The people have spoken (at least 17 people have), and the winner of the first weekly poll for baking day is fruit pizza. As I have never made a fruit pizza, this may get interesting. The Boss says it isn't that tough; you just make a giant sugar cookie for the crust and then mix yogurt, cream cheese and strawberry jam for the "sauce".
The thought does occur to me (contrary to popular opinion, I do think occasionally) that it may be more fun for the kids to make their own "mini-pizzas" by using regular sugar cookies instead of a big one. That way they can put what they want on it and I don't have to cut the bugger into slices to send home. I'm not sure you can even slice a sugar cookie. I guess you could but it would have to be much more moist than I am capable of making.
The Boss is a little sad because she was hoping for cupcakes.

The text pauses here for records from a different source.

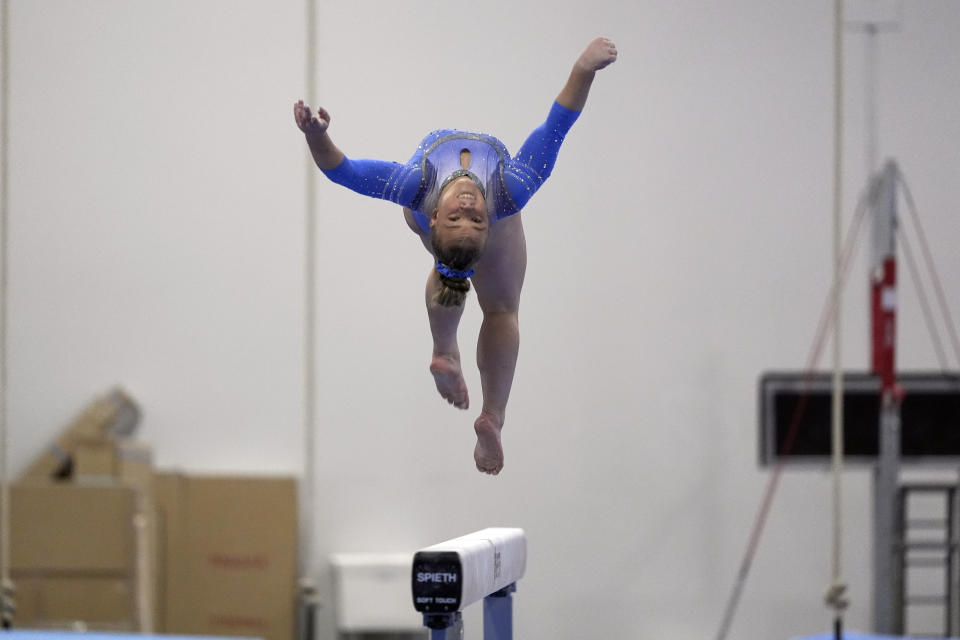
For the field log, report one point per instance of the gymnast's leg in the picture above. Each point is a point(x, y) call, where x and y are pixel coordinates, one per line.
point(445, 363)
point(498, 281)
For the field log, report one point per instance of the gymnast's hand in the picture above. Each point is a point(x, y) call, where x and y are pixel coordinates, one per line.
point(311, 125)
point(599, 54)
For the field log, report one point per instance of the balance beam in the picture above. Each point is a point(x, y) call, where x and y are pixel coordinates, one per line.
point(452, 575)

I think I may do a supplemental baking day today and make cupcakes just for her (Is it cannibalism for one hot cupcake to eat other cupcakes?). Her big inspection is over this morning, and after working basically non-stop from Sunday afternoon to today (she got three hours of sleep each night) The Boss deserves a treat of her own. Actually, she deserves alot of things she never gets, so I try to make sure that she at least gets showered with praise. She is the Queen, after all.
Tonight is her work party at FatCats bowling with a pizza buffet, so we will have something to entertain the kids AND I don't have to fix dinner! That's like the perfect night! That settles it, I have to make the Boss cupcakes, there are no excuses not to. I'll take the camera and get pictures of the kids bowling, that ought to be good for a few giggles.
Beak just brought the kids over and gave me about a half case of Spaghetti-Os. Ah, the Breakfast of Champions!
I, personally, have not been able to eat Spaghetti's-Os since that fateful day when I was 8 or 9. I don't really like to talk about it, as it is a painful chapter of my life but seeing that white and red label on those cans just brought the pain crashing back up to the surface (sniff).
It all started when Mom had somewhere to be and so she sent us to the neighbor's to be babysat. All was well until the neighbor's son Orson, who was a bit younger than I, decided that those damnable pasta hoops were just the right size for expectorating. He....he (sniff)filled is mouth with a big spoonful...(gasp!) and then he went all Animal House Belushi on me.
Great globs of carbohydrates encased in gooey, red, tomato blood went spewing out of his mouth and into my perfect, blond hair. (I did too have hair! Stop laughing, it's not funny!) And since the washcloth could only mop up some of the ooze, I spent the better part of my day smelling spaghetti-Os and feeling my crusty hair try to pull away from my sticky scalp (Geez! No wonder I'm bald!). I think this may have been the beginning of my theory that five year olds are the perfect instruments of destruction.
And I'd really like to thank Beak for bringing it all back in one horrible moment! I may never recover......
OK , I'm over it. Time to go make cupcakes!